Verso un nuovo ecosistema cloud in Europa?
Per certi versi si tratta di un cambiamento prevedibile, visto che c’è crescente attenzione verso l’origine di prodotti e servizi e in tutta Europa sono sorti movimenti per boicottare prodotti e servizi statunitensi. Ma nel caso dei servizi cloud ci vorrà molto tempo per vedere un impatto significativo, in particolare per via dei costi di uscita dei dati (chiamati egress costs in inglese): le aziende dovranno infatti pagare per fare uscire i propri dati dai data center degli hyperscaler. E più sono i dati archiviati, maggiori saranno i tempi e i costi per lo spostamento.

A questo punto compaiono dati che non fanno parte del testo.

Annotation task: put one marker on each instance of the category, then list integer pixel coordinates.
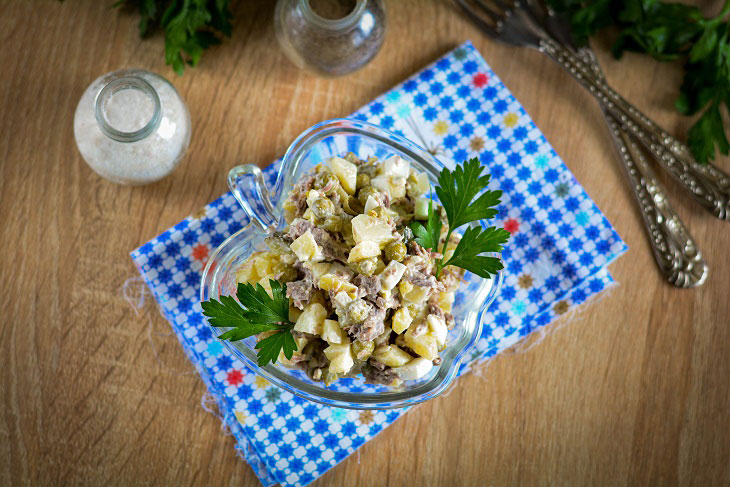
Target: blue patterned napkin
(556, 259)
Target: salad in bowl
(364, 275)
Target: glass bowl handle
(249, 188)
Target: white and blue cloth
(556, 260)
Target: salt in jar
(132, 126)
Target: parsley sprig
(190, 26)
(465, 199)
(257, 313)
(670, 31)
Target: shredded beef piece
(420, 328)
(378, 373)
(392, 302)
(437, 311)
(367, 286)
(373, 325)
(418, 278)
(300, 291)
(331, 248)
(449, 320)
(314, 350)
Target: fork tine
(489, 10)
(488, 29)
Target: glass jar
(330, 37)
(132, 126)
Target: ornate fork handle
(674, 249)
(709, 185)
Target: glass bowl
(263, 207)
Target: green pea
(332, 223)
(362, 350)
(358, 310)
(365, 267)
(322, 208)
(366, 191)
(395, 251)
(363, 180)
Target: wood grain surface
(635, 390)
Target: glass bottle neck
(127, 109)
(340, 24)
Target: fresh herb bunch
(465, 200)
(257, 313)
(668, 32)
(190, 26)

Gli operatori europei del cloud non stanno a guardare, nel frattempo: Aruba, Dynamo e IONOS hanno recentemente lanciato SECA, che punta a creare uno standard per il cloud europeo aperto, interoperabile e che non “imprigioni” i clienti tra costi d’uscita e implementazioni proprietarie non compatibili con gli altri operatori. Si tratta di un impegno che va a unirsi a quello per creare una base di software infrastrutturale che si stacchi dai colossi americani e impieghi tecnologie open source e standard condivisi. Non mancano iniziative da parte di altri grandi operatori cloud europei come Exoscale e OVHcloud.
Un approccio che dia precedenza alle imprese europee (in particolare negli appalti pubblici), unito a questo lavoro di creazione di uno stack tecnologico europeo, potrebbe portare a una ravvivata competizione che dia nuovo impulso alla scena cloud europea. Con indubbi vantaggi per tutti, almeno da questa parte dell’Atlantico.